U.S. Treasury Secretary Henry Paulson’s sweeping proposals to reform financial regulation would establish more control at the federal level.

Treasury Secretary’s Henry Paulson sweeping proposals to overhaul financial regulation announced today in Washington, D.C., would establish more control at the federal level, consolidate some existing agencies, and establish new authorities with greater regulatory teeth over insurance and mortgage origination companies.


Wall Street’s main lobby group, the Securities Industry and Financial Markets Association, embraced Paulson’s proposals. “Our present regulatory framework was born of Depression-era events and is not well suited for today’s environment where billions of dollars race across the globe with the click of a mouse,” said Tim Ryan, chief executive of the association. “That fact, teamed with the current market conditions, result in an universal agreement that it is time to modernize and revitalize the current system.”

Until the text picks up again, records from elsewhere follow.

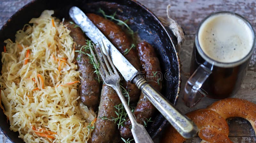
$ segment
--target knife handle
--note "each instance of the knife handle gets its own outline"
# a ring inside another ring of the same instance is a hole
[[[198,129],[195,123],[186,115],[181,113],[173,104],[147,81],[138,76],[133,82],[182,137],[189,139],[196,135]]]

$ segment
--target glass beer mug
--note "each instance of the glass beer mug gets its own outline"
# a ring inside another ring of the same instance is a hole
[[[182,95],[193,107],[206,97],[219,99],[239,89],[253,53],[255,34],[249,22],[234,12],[213,13],[196,34],[190,73]]]

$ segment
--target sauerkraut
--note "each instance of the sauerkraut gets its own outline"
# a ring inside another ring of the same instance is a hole
[[[1,97],[10,129],[27,143],[87,142],[93,123],[80,111],[74,44],[46,10],[5,40]]]

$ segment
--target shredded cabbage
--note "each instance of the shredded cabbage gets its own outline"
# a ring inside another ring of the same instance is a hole
[[[17,32],[15,42],[4,41],[0,85],[4,113],[10,129],[26,143],[87,142],[93,125],[79,111],[78,83],[70,84],[80,79],[75,43],[53,13],[44,11],[30,20],[32,26]]]

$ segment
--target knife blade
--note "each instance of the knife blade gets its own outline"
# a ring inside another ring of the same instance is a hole
[[[82,30],[94,43],[104,43],[106,49],[116,67],[126,81],[132,81],[138,75],[138,71],[109,41],[92,21],[79,8],[74,6],[69,11],[69,16]],[[103,45],[100,45],[102,47]],[[105,51],[103,53],[106,54]]]
[[[113,63],[125,80],[131,81],[135,83],[147,98],[183,137],[189,138],[196,134],[198,129],[195,123],[185,115],[181,113],[161,93],[140,76],[141,75],[138,74],[137,70],[84,12],[78,7],[73,7],[69,10],[69,14],[76,24],[81,28],[93,43],[97,43],[98,41],[103,41]],[[103,53],[106,54],[105,51]]]

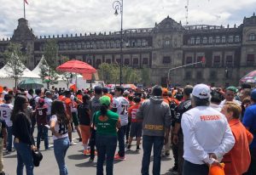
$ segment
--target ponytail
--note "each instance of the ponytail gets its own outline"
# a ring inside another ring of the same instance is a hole
[[[101,106],[101,113],[103,116],[106,116],[108,109],[108,106],[106,104],[103,104]]]

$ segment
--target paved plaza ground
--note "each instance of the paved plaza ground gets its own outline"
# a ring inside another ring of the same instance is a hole
[[[34,134],[36,135],[36,133]],[[77,138],[77,133],[73,133],[73,138]],[[94,175],[96,172],[96,157],[95,162],[89,162],[89,156],[83,155],[82,143],[73,139],[78,143],[77,145],[70,146],[67,154],[66,162],[70,175]],[[52,145],[52,137],[49,137],[49,144]],[[134,141],[135,144],[135,141]],[[44,150],[44,141],[41,142],[41,150]],[[114,161],[113,174],[115,175],[139,175],[143,150],[136,152],[136,146],[131,147],[131,150],[126,151],[126,161]],[[53,152],[50,150],[44,151],[44,159],[39,167],[35,167],[35,175],[58,175],[59,170]],[[153,159],[152,159],[153,161]],[[17,166],[16,152],[5,155],[3,156],[4,171],[9,175],[15,175]],[[152,162],[152,161],[151,161]],[[161,164],[161,175],[169,175],[168,169],[173,166],[172,155],[170,157],[163,158]],[[150,164],[150,172],[152,172],[152,163]],[[26,172],[24,173],[26,174]],[[152,173],[150,173],[152,174]]]

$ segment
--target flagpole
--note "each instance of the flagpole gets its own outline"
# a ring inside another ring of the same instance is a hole
[[[24,19],[26,20],[26,12],[25,12],[25,0],[23,0],[23,5],[24,5]]]

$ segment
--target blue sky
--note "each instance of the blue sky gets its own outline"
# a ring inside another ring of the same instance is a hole
[[[27,0],[26,19],[36,36],[115,31],[113,0]],[[154,27],[169,15],[185,25],[186,0],[124,0],[124,28]],[[0,38],[11,37],[23,17],[23,0],[0,0]],[[189,25],[241,25],[256,0],[189,0]]]

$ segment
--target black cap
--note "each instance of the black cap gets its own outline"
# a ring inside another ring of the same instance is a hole
[[[108,88],[107,87],[103,87],[102,91],[103,93],[108,93]]]
[[[121,91],[122,94],[123,94],[124,92],[125,92],[124,87],[121,87],[121,86],[120,86],[120,87],[115,87],[114,89],[115,89],[116,91]]]

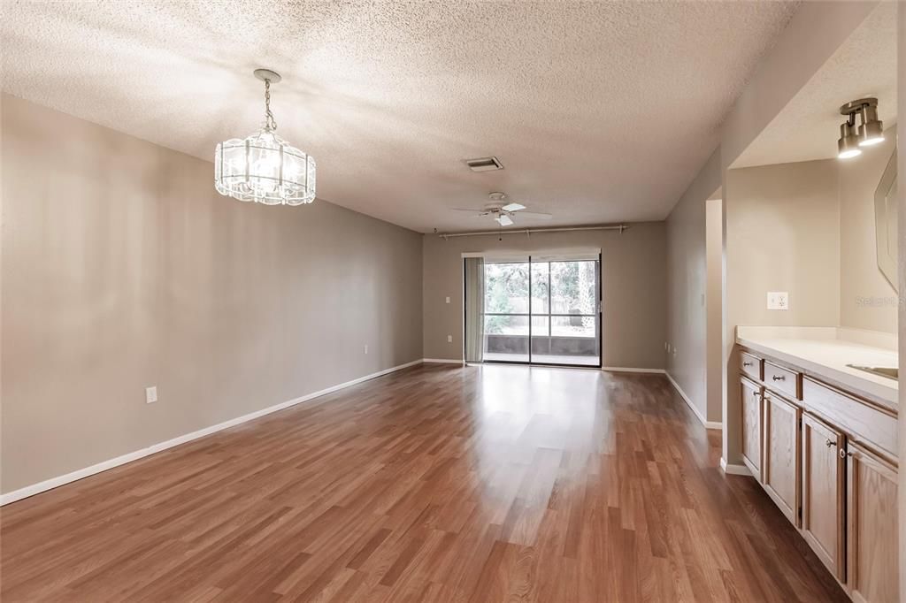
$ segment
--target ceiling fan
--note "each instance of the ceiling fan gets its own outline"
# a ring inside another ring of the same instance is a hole
[[[504,205],[506,195],[504,193],[490,193],[487,197],[491,200],[485,208],[476,212],[474,209],[454,209],[455,212],[468,212],[474,217],[484,217],[491,215],[501,226],[509,226],[515,224],[513,218],[518,214],[521,217],[535,218],[538,220],[550,220],[553,215],[550,214],[540,214],[538,212],[526,212],[525,206],[521,203],[507,203]]]

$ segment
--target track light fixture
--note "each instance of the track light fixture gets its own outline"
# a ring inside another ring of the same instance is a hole
[[[884,123],[878,119],[878,100],[857,99],[843,105],[840,114],[846,121],[840,124],[840,139],[837,140],[837,158],[848,159],[862,155],[863,147],[871,147],[884,140]],[[861,123],[855,126],[856,116]]]

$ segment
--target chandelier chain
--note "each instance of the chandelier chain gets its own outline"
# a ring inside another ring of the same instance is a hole
[[[265,80],[265,129],[270,131],[277,129],[277,121],[271,112],[271,81]]]

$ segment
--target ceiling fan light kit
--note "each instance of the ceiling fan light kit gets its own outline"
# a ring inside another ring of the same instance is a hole
[[[506,198],[506,195],[505,193],[489,193],[487,195],[487,198],[490,199],[491,203],[486,206],[483,210],[454,209],[453,211],[467,212],[471,214],[473,217],[484,217],[486,215],[490,215],[501,226],[513,225],[516,224],[516,222],[513,221],[513,218],[517,215],[539,220],[550,220],[554,217],[550,214],[523,211],[525,209],[525,206],[521,203],[511,202],[504,205],[503,202]]]
[[[314,158],[276,135],[271,84],[280,74],[255,70],[265,82],[265,125],[246,139],[230,139],[214,152],[214,187],[225,196],[265,206],[300,206],[315,196]]]

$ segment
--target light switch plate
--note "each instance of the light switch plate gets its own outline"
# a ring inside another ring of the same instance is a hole
[[[790,309],[790,294],[786,291],[769,291],[767,292],[767,309],[768,310],[789,310]]]

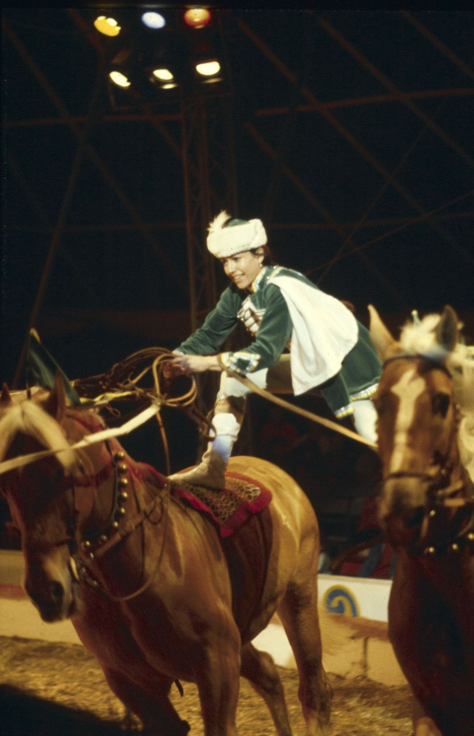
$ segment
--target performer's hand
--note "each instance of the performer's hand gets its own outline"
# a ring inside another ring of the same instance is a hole
[[[184,375],[185,370],[184,367],[176,364],[174,360],[167,361],[166,363],[163,364],[163,378],[167,381],[170,381],[172,378],[177,378],[179,375]]]
[[[172,370],[176,370],[173,375],[190,375],[191,373],[202,373],[205,370],[221,370],[217,355],[177,355],[166,365],[170,366]]]

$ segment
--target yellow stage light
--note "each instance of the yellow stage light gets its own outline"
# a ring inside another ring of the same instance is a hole
[[[220,71],[220,64],[215,59],[196,64],[196,71],[203,77],[212,77]]]
[[[157,79],[161,79],[162,82],[168,82],[170,79],[174,79],[169,69],[154,69],[153,76],[156,77]]]
[[[210,21],[211,14],[206,8],[193,7],[186,11],[183,18],[187,26],[191,26],[192,28],[202,28]]]
[[[131,82],[129,82],[128,79],[125,74],[122,74],[120,71],[111,71],[109,77],[116,85],[119,87],[129,87]]]
[[[99,15],[94,21],[94,26],[101,33],[105,36],[118,36],[121,29],[115,18],[106,18],[105,15]]]

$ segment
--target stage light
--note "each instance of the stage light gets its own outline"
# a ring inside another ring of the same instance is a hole
[[[118,87],[130,86],[131,82],[129,82],[129,79],[125,74],[123,74],[121,71],[111,71],[109,77]]]
[[[94,26],[104,36],[118,36],[121,29],[115,18],[99,15],[94,21]]]
[[[148,28],[162,28],[166,25],[166,21],[159,13],[144,13],[142,21]]]
[[[209,59],[196,64],[195,70],[202,77],[213,77],[220,71],[220,64],[217,59]]]
[[[193,7],[187,10],[183,15],[183,20],[187,26],[192,28],[204,28],[211,19],[209,10],[204,7]]]
[[[152,74],[154,77],[162,82],[169,82],[170,79],[174,79],[169,69],[154,69]]]

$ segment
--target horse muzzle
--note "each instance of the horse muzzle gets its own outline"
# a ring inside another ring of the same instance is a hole
[[[418,477],[391,478],[384,483],[378,519],[392,547],[408,546],[419,536],[429,485]]]
[[[55,548],[26,558],[24,589],[43,621],[68,618],[76,609],[75,586],[68,567],[69,550]]]

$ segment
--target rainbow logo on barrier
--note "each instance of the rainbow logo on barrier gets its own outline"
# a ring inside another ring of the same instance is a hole
[[[360,615],[357,598],[351,590],[343,585],[333,585],[328,588],[323,604],[328,613],[340,613],[343,616]]]

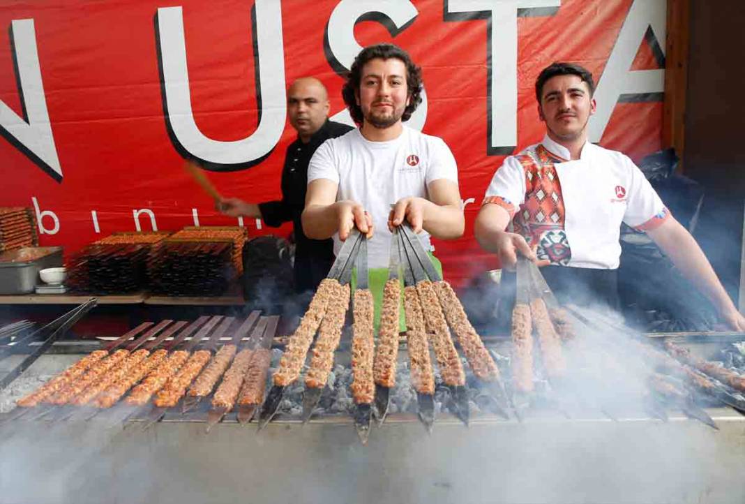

Paulson proposes combining federal bank and thrift regulators, creating a federal insurance regulator and merging the Securities and Exchange Commission with the Commodities Futures Trade Commission. He also recommends the creation of a Mortgage Origination Commission to oversee the licensing of mortgage lenders.

Key elements of Paulson’s plan:

•    Merge the SEC with the CFTC.

Rationale: As financial intermediaries and trading platforms converge and financial products blend insurance, banking, securities and futures into derivatives, this makes sense.

•    Establish a new federal regulator to oversee insurance companies.

Rationale: Close regulatory gaps and interagency disputes and allow insurance companies to seek federal rather than state chartering to be oversee by the new authority.

•    Establish a federal regulatory commission to enforce new licensing standards for state mortgage companies and oversee the way states regulate mortgage origination and sales.

Rationale: The new commission would lay down licensing standards for state mortgage companies and oversee the way states regulate mortgage origination and sales. Separate proposals to deal with home foreclosures and the current housing market turndown are expected from the Bush administration.